Results may be incomplete – please double-check responses.

About

Conductor is a natural-language interface to the L-functions and Modular Forms Database (LMFDB), a comprehensive repository of mathematical objects arising in number theory and arithmetic geometry.

While the web interface of the LMFDB is excellent for looking up individual objects, querying and analysing data across the entire database often requires a nontrivial amount of familiarity with its extensive underlying schema, and of programming in general.
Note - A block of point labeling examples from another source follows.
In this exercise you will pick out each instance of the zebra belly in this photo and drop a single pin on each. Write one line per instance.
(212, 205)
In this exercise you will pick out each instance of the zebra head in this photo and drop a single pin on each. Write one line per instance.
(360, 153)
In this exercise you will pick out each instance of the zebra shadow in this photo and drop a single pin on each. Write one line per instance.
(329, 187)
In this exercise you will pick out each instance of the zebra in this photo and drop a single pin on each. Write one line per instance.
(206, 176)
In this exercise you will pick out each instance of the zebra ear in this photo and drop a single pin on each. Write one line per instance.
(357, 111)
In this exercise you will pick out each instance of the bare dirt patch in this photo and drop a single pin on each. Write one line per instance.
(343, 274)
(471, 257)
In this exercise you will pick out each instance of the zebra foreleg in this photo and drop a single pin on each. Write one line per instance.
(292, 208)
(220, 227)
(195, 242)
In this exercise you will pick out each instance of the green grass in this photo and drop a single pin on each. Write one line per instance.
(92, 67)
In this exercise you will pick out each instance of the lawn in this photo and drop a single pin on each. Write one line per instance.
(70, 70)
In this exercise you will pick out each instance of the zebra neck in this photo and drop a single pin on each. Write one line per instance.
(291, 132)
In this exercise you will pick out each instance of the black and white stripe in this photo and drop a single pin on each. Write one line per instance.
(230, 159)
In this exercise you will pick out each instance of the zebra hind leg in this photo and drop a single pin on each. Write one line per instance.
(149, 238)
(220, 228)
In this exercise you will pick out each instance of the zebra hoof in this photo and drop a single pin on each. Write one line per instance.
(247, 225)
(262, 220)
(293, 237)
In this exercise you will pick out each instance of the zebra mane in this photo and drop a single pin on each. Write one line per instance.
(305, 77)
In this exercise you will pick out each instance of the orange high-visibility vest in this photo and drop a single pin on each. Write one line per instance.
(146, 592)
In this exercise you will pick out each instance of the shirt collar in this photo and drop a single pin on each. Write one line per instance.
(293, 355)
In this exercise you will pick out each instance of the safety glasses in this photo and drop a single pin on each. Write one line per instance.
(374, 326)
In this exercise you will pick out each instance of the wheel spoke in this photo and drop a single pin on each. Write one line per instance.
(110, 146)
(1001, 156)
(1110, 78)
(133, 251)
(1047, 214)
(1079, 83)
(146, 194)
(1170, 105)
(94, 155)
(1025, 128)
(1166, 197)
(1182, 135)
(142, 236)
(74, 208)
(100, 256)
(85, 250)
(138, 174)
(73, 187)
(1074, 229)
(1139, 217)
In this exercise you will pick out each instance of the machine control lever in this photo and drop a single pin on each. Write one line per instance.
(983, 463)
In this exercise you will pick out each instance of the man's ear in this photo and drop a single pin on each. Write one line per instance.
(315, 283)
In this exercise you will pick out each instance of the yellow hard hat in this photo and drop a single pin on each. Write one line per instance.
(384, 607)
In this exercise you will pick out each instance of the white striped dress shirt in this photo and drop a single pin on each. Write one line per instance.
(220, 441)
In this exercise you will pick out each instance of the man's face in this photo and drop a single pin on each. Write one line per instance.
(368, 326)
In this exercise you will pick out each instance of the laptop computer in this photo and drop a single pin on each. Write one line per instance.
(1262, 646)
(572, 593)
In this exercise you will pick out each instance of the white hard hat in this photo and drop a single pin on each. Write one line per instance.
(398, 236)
Conductor is a research-grade tool which aims to lower this barrier through its natural-language interface. It is capable of retrieving data across the LMFDB and analysing it through plots or statistical methods, all from plain English queries. For mathematicians with coding knowledge, it also automatically attaches all of the code it generates, allowing for full transparency and rigor in verifying its outputs. We expect that this software will not only aid mathematicians without technical backgrounds, but will help to accelerate active research in the growing field of AI-assisted mathematics.

Limitations

  • Conductor connects to devmirror.lmfdb.xyz, a PostgreSQL mirror of the LMFDB which may not have complete coverage of all tables. Moreover, the LMFDB itself is not exhaustive — some queries may return no results due to a genuine lack of data.
  • Because SQL generation is not infallible, the model may produce inaccurate results. It is good practice to double-check the underlying code produced by the model if you intend to rely on its output for research purposes.
  • Conductor is under active development. If you encounter an error or unexpected behaviour, please open an issue on GitHub.

Acknowledgements

Conductor was built by Ritik Jain. You can learn more about its architecture .

This work would not be possible without the LMFDB itself, which is the product of an enormous collective effort. A list of contributors is available here.

Miscellany

  • The name "Conductor" has a double meaning: it refers to both the notion of a conductor in number theory, and a conductor as a conduit of knowledge.
  • The pixelated background which appears on the home page and during thinking phases evolves according to the Game of Life, a cellular automaton invented by John Conway in 1970.

Architecture

Conductor's backend pipeline.

The backend of Conductor consists of a seven-stage FastAPI pipeline with error handling. We utilize Claude Haiku 4.5 for classification; otherwise we use Claude Sonnet 4.6, which handles user interactions and more complex tasks.

  1. An intent classifier determines whether the incoming message is a mathematical query or a conversational message. Conversational messages receive a natural response and skip all subsequent stages.
  2. An LLM-as-judge assesses query precision before any database interaction. If the query is ambiguous, it asks a followup question. If clear, it returns a refined restatement passed to all subsequent stages.
  3. A lightweight object resolution stage fires when the query references a concrete mathematical object and resolves it to a database identifier. If no concrete object is found, the query passes through unchanged.
  4. Our LLM maps the query to a list of relevant LMFDB table names using a two-layer hierarchical schema index (16 domains, 86 tables).
  5. Our LLM produces a validated SQL query using the tables identified in Stage 3. Correctness is enforced by using our preloaded schema as a ground truth.
  6. We run the SQL over a read-only SQLAlchemy connection with a 15-second timeout, returning a pandas DataFrame.
  7. (Optional) We translate a follow-up natural language instruction into Python. Plots and subsequent data analysis are captured in-memory and returned as base64-encoded PNGs alongside the generated code.